Martin Brundle has criticised Formula 1’s engine grid penalty system, after a number of drivers took grid drops at recent races.
Last time out at Monza, eight drivers were demoted on the grid for taking on power unit elements outside of the FIA’s quota.
A similar situation existed at the Belgian Grand Prix last month, where once again, eight drivers were issued grid drops.
Brundle has hit out at the effect the system has for qualifying, as the final starting grid at Monza was not confirmed until hours after the session had ended.
“This is an unacceptable situation because when the fans turn up trackside or switch on their TV sets to watch qualifying, they should reasonably expect that they’re watching the race grid being formed,” he wrote in his column for Sky F1.

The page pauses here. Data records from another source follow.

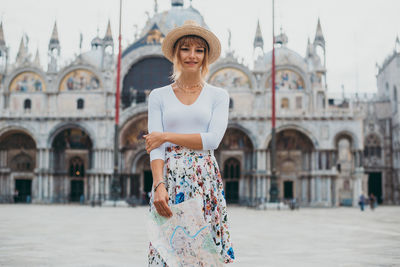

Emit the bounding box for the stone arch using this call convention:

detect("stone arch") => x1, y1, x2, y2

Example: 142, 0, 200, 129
0, 126, 39, 147
333, 130, 359, 150
219, 127, 255, 152
47, 122, 96, 149
0, 129, 38, 170
56, 65, 104, 92
119, 112, 148, 151
225, 123, 257, 149
125, 149, 151, 204
264, 124, 318, 150
5, 67, 47, 93
120, 47, 171, 109
261, 65, 311, 92
208, 63, 256, 89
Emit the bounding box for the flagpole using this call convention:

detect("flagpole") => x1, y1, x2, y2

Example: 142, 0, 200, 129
269, 0, 279, 203
111, 0, 123, 204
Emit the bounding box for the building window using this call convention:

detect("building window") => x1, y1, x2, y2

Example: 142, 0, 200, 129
394, 86, 398, 112
364, 134, 382, 158
24, 99, 31, 110
296, 96, 302, 109
386, 82, 389, 92
11, 153, 34, 172
224, 158, 241, 179
77, 98, 84, 109
281, 98, 289, 109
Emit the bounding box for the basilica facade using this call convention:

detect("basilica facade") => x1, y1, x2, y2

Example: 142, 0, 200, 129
0, 0, 398, 206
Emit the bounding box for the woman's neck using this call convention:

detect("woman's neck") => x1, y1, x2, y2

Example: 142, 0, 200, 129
177, 72, 203, 85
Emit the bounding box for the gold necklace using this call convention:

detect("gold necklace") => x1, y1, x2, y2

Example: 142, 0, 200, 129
176, 80, 204, 94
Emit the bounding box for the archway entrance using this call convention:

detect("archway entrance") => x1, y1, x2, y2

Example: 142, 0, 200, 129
223, 158, 240, 203
368, 172, 382, 204
70, 180, 84, 202
218, 128, 254, 204
14, 179, 32, 203
268, 129, 314, 202
51, 127, 92, 202
0, 130, 37, 203
283, 181, 294, 199
120, 115, 151, 204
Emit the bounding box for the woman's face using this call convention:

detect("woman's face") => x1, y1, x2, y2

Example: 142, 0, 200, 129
178, 43, 205, 73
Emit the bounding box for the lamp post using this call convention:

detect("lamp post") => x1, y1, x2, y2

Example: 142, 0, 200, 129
111, 0, 123, 204
269, 0, 279, 203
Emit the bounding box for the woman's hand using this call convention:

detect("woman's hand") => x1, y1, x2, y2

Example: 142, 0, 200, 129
144, 132, 166, 154
153, 183, 172, 218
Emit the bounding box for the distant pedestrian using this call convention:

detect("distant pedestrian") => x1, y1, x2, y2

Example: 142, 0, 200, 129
369, 193, 376, 210
358, 193, 365, 211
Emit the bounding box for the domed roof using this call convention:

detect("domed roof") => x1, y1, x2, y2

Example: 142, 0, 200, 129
140, 4, 208, 38
91, 36, 103, 47
255, 46, 307, 72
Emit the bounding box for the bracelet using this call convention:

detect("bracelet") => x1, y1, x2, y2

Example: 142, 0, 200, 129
153, 181, 166, 192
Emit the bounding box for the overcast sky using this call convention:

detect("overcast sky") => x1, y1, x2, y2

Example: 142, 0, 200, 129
1, 0, 399, 96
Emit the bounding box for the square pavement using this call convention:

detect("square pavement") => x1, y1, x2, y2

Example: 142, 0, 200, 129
0, 204, 399, 266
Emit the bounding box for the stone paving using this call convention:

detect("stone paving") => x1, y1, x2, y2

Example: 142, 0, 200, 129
0, 204, 399, 267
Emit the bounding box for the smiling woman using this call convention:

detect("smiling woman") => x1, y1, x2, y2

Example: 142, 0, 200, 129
144, 20, 235, 266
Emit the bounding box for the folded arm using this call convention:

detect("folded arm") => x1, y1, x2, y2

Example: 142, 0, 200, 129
145, 89, 230, 152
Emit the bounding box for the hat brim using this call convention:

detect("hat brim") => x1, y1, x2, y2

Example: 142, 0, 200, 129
162, 25, 221, 64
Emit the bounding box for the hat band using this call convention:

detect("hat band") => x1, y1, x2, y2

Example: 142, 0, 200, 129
172, 35, 210, 52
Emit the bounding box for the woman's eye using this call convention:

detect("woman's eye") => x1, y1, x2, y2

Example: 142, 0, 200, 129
196, 49, 204, 53
181, 47, 189, 51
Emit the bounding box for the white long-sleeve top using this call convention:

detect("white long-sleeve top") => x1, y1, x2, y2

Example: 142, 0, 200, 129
147, 83, 229, 162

“Instead we waited for several hours for the tortuous and complex process of how penalties were applied.”
Brundle has suggested a number of alternative penalties, which could include in-race punishments or disciplining the teams financially.
“We need solutions here because this is a bad look for F1,” he said. “The initial concept is necessary to stop teams throwing new power units and ancillaries at their cars.
“Options might include simply giving each driver more power units per season, applying an in-race penalty such as a pitlane drive through to be taken at some point in the race, or giving the teams commensurate financial and championship points pain rather than the drivers having to carry the burden through no fault of their own.”
And while Brundle admits that watching faster cars come through the field can create a fascinating race, he asserts that having cars that have the potential to win at the front of the field will make for a stronger show.
“A mixed up grid can make for an interesting race observing drivers making their way through the field, but better still is when the six cars with a realistic chance of winning the race are wheel to wheel in the correct grid places.
“With 24 races next season and either three or six Sprint races, F1 clearly needs to get the regulatory allocation of power units and sporting regulations sorted out.
“In the multi-billion dollar world of F1 it looks ridiculous that the teams appear to be short of engines, which of course they’re not.”